MONROVIA – For about eight months a group of lawmakers of the House of Representatives in the 55th Legislature decided to stand against what was then called a ‘Capitol Plot’ to unseat Cllr. J. Fonati Koffa as Speaker of that august body.
For those lawmakers, the decision to politically remove the former Speaker from office did not meet the criteria set aside by the 1986 Liberia Constitution and the House’s own Standing Rules. In defiance to their colleagues’ action, these group of lawmakers, including Reps. Dixon Seboe, Abu Kamara, Papie Flomo, Marvin Cole, Saah Foko, Yekeh Kolubah, among many others decided to legally resist the removal of former Speaker Koffa.
They stood the test of time and supported former Speaker Koffa’s fight to respect the rule of law in removing him from office. Some of these Koffa’s loyalists even got suspended and their salaries, benefits and other incentives withheld for many months.

The ‘Rule of Law Caucus’ stood its ground against the reported Executive’s clear attempts to destabilize the country’s democracy and compromise the independence of the Legislature. Speaker Koffa and a coalition of patriotic lawmakers, unwavering in belief and fortified by conscience, charted a course history will never forget.
According Rep. Musa Hassan Bility, the ‘chairman’ of the Rule of Law Caucus’, former Speaker Koffa has altered the trajectory of governance in Liberia. “You have redrawn the lines between the Executive and the Legislature and anchored them in the constitution. You have written your name in the pages of Liberian history—not just as a speaker, but as a patriot whose gallantry upheld the law when silence would have been easier.”
In all of this, the sustained fight for rule of law to prevail in the Legislative saga came to an end when former Speaker Cllr. J. Fonati Koffa tendered his resignation on Monday, May 12, 2025 at 12 noon amid mixed reaction from the public and Koffa’s loyalists’ lawmakers.

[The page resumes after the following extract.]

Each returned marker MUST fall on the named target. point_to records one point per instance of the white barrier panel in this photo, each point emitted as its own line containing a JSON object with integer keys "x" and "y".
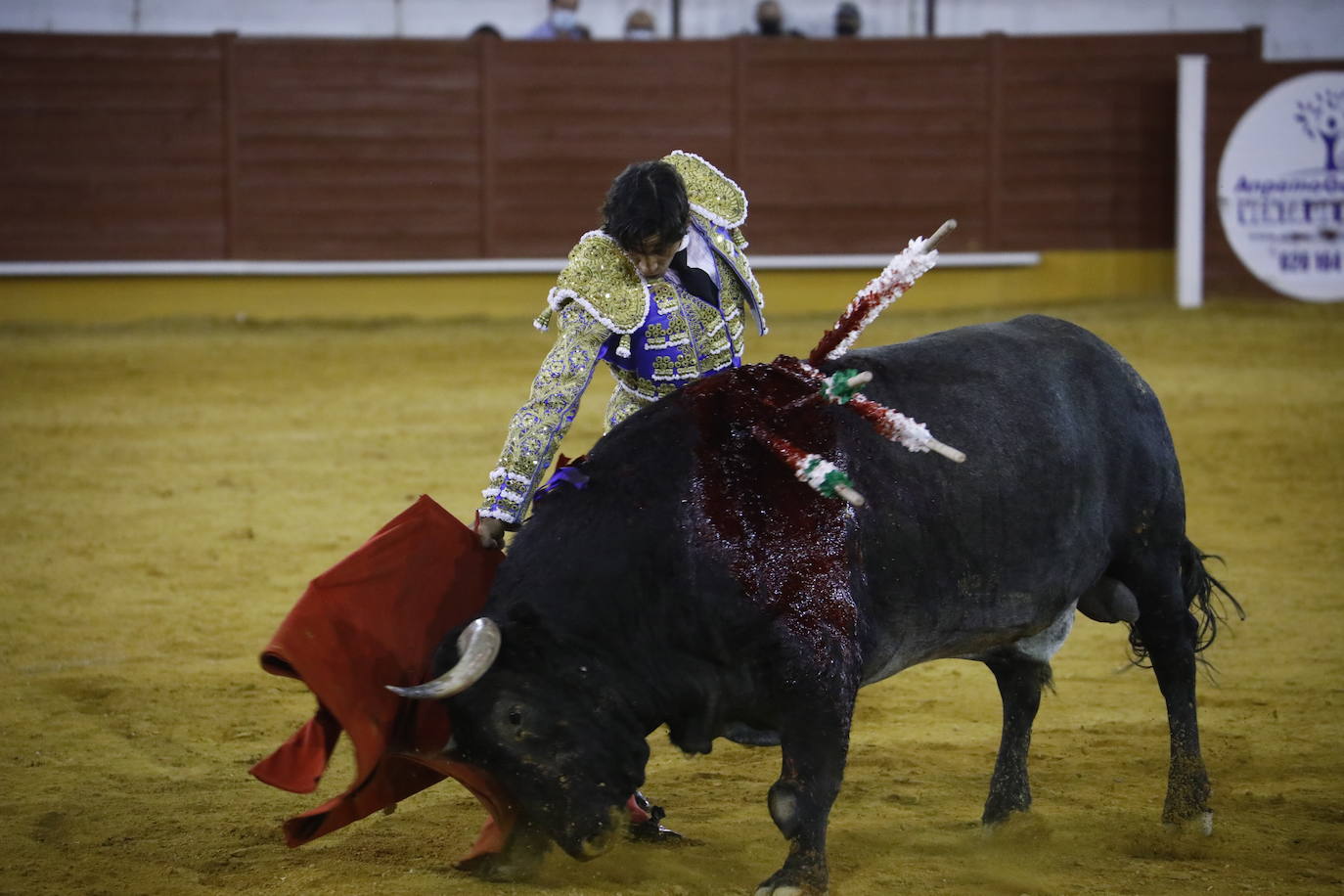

As the former Speaker spoke to the media to inform Liberia about why he had taken the decision, the facial expressions and body postures of the former speaker’s loyal lawmakers portrayed dejection, frustration, gloom and shock. Their facial expression signaled a message that their fight to uphold the rule of law in keeping with democratic tenets had to end due to political undertones reportedly masterminded by the Executive.
In their minds, were they thinking as Koffa spoke to the media about his decision to resign, that their almost eight months of legal resistance to protect the rule of law failed, or were they thinking that their action has placed them in the history of Liberia for respecting rule of law, protecting the Constitution and being patriotic? Were these Koffa loyalists’ lawmaker regretting supporting Koffa for all those months at the detriment of their own jobs? These questions were presumably answered by each of Koffa’s loyal colleagues in their minds as the former Speaker spoke to the media regarding his resignation. Were they thinking about Yekeh Kolubah vs the 54th Legislature scenario? Some bodies’ postures show bewilderment and confusion as if their “Messiah” were leaving them in the cold. All in all, political pundits will argue that they fought a good fight as far as the Liberian constitution is concerned.